Build High-Performance APIs: Caching, Connection Pooling, and Query Optimization
How to Build High-Performance APIs: Caching Strategies, Connection Pooling, and Query Optimization
High-performance APIs require systematic optimization across three layers: application caching, database connection management, and query execution efficiency. This guide covers proven patterns and implementations for each.
Caching Strategies
Caching reduces database load and latency by storing frequently accessed data in fast memory. The cache-aside pattern is the most common approach: check cache first, query database on miss, then populate cache.
Cache Key Design
Use structured keys to prevent collisions and enable efficient invalidation:
// Namespacing pattern
const cacheKey = `app:env:user:${id}`;
// Set-based bulk invalidation (preferred over wildcards)
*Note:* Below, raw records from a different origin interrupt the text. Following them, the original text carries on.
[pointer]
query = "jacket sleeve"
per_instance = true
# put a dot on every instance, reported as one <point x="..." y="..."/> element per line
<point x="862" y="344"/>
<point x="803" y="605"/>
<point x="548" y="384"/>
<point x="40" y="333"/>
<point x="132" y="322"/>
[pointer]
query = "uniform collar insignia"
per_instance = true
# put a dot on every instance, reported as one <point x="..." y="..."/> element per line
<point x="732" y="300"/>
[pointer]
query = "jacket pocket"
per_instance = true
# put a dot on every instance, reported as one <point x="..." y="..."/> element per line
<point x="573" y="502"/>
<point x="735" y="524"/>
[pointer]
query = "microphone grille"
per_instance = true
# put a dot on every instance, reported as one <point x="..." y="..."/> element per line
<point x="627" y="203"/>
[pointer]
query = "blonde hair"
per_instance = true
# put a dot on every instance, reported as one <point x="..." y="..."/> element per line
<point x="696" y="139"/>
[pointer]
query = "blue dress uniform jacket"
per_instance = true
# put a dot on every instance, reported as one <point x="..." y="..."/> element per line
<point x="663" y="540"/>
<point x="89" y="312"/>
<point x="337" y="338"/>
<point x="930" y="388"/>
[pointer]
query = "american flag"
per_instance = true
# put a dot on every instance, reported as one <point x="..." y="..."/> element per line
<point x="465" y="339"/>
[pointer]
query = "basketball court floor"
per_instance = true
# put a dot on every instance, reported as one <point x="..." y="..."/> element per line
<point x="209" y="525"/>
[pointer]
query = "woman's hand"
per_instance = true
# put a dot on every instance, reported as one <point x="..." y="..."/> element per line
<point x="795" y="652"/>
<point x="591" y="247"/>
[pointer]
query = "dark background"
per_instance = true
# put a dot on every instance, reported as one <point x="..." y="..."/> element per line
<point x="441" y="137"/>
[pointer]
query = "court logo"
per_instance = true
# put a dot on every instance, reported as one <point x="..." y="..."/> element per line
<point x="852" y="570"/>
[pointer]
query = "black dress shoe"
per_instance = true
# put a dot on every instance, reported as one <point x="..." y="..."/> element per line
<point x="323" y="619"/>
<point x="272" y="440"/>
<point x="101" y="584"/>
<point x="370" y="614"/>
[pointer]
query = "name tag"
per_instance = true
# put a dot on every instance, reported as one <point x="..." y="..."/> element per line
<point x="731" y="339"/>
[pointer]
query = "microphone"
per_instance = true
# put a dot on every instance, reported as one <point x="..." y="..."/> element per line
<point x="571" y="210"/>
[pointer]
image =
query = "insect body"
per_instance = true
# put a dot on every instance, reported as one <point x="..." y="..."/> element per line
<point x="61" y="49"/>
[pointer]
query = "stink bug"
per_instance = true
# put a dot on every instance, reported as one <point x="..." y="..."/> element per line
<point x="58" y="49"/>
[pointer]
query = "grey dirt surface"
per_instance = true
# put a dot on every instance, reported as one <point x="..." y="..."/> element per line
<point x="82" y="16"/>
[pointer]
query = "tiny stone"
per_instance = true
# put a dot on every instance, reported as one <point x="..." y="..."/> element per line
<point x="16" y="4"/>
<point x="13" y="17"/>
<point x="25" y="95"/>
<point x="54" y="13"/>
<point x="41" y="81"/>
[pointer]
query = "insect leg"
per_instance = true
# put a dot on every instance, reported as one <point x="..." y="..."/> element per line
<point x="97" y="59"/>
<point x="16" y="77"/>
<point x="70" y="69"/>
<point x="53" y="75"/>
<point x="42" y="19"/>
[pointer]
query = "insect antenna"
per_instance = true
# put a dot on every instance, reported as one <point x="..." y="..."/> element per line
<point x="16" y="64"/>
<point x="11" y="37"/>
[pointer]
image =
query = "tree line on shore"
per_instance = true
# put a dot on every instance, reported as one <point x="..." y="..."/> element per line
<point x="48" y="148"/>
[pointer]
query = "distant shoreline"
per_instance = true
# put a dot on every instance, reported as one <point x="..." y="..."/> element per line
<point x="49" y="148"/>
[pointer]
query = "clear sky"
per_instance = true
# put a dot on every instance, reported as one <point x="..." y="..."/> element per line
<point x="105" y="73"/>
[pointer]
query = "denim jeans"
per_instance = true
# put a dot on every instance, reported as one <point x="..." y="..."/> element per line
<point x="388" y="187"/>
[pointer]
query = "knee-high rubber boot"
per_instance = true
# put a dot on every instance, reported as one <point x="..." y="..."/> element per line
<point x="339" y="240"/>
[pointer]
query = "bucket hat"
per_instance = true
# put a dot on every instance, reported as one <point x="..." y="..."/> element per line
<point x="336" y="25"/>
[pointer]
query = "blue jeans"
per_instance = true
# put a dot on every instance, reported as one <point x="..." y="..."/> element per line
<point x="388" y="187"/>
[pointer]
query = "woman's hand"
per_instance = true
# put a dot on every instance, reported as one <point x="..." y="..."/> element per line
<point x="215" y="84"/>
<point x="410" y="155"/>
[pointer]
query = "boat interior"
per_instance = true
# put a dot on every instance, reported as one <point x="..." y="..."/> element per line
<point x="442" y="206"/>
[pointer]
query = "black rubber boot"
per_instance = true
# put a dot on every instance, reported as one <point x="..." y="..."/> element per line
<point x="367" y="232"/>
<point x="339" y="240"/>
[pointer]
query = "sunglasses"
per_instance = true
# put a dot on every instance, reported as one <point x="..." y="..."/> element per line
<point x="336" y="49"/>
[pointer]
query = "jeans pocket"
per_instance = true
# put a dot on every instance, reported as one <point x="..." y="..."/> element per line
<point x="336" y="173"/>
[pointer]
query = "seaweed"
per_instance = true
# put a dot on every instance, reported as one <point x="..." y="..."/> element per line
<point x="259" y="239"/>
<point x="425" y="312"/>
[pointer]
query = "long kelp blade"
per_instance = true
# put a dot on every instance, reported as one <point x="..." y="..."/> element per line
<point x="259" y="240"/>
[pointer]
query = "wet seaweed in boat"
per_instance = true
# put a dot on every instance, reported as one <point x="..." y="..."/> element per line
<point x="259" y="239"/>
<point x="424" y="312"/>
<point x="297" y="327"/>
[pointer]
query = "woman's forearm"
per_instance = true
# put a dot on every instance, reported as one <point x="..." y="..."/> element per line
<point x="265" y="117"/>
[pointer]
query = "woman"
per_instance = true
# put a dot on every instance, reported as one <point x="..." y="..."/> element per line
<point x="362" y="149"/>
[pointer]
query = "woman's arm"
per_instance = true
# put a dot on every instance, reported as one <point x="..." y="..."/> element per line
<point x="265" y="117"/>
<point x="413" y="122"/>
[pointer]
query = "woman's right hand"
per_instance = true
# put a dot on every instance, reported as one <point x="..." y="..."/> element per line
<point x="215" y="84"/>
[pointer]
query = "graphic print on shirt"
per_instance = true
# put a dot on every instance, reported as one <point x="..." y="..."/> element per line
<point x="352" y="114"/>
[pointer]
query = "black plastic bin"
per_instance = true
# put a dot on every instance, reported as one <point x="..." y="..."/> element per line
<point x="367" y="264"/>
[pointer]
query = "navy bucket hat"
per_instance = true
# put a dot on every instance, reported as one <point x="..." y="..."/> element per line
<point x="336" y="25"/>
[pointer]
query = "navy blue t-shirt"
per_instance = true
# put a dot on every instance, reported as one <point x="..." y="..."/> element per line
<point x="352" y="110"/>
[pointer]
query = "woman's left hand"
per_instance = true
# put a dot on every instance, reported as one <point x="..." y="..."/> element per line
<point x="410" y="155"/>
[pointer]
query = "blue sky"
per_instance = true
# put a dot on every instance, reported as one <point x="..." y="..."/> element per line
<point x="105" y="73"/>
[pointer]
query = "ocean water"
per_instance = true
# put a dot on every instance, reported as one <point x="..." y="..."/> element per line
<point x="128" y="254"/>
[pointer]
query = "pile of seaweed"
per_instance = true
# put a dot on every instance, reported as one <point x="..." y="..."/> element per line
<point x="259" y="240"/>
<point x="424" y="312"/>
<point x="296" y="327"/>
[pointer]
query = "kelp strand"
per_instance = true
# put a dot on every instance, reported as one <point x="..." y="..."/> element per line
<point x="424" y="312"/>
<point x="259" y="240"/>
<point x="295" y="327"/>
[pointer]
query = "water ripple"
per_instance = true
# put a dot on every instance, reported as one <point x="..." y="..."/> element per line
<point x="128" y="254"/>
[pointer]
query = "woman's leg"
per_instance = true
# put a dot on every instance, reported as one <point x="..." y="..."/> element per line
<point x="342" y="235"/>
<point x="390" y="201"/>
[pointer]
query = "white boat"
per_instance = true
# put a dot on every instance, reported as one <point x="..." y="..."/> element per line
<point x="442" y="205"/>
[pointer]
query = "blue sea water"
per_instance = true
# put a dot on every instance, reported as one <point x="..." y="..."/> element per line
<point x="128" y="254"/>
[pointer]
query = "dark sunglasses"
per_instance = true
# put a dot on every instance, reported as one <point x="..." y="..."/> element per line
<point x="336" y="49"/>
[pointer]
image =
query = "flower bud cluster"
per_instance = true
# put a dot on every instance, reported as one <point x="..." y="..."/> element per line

const userSetKey = `app:env:user:ids`;
await redis.sadd(userSetKey, id);
Avoid key collisions by including type and version identifiers. Use consistent encoding (URL-safe base64 for complex values).
Cache-Aside Pattern with Distributed Stampede Protection
async function getUser(id) {
const cacheKey = `user:${id}`;
const lockKey = `user:${id}:lock`;
const lockTTL = 10; // seconds
// Check cache
const cached = await redis.get(cacheKey);
if (cached) return JSON.parse(cached);
// Distributed lock to prevent stampede across instances
const lockAcquired = await redis.set(lockKey, '1', 'NX', 'EX', lockTTL);
if (lockAcquired) {
try {
// Double-check cache after acquiring lock
const doubleCheck = await redis.get(cacheKey);
if (doubleCheck) return JSON.parse(doubleCheck);
const user = await db.query('SELECT * FROM users WHERE id = ?', [id]);
await redis.setex(cacheKey, 3600, JSON.stringify(user));
return user;
} finally {
await redis.del(lockKey);
}
} else {
// Wait for lock holder to populate cache
await new Promise(resolve => setTimeout(resolve, 100));
return getUser(id); // Retry
}
}
Refresh-After-Write Caching
Refresh-after-write updates cache after database write, ensuring eventual consistency with minimal write latency.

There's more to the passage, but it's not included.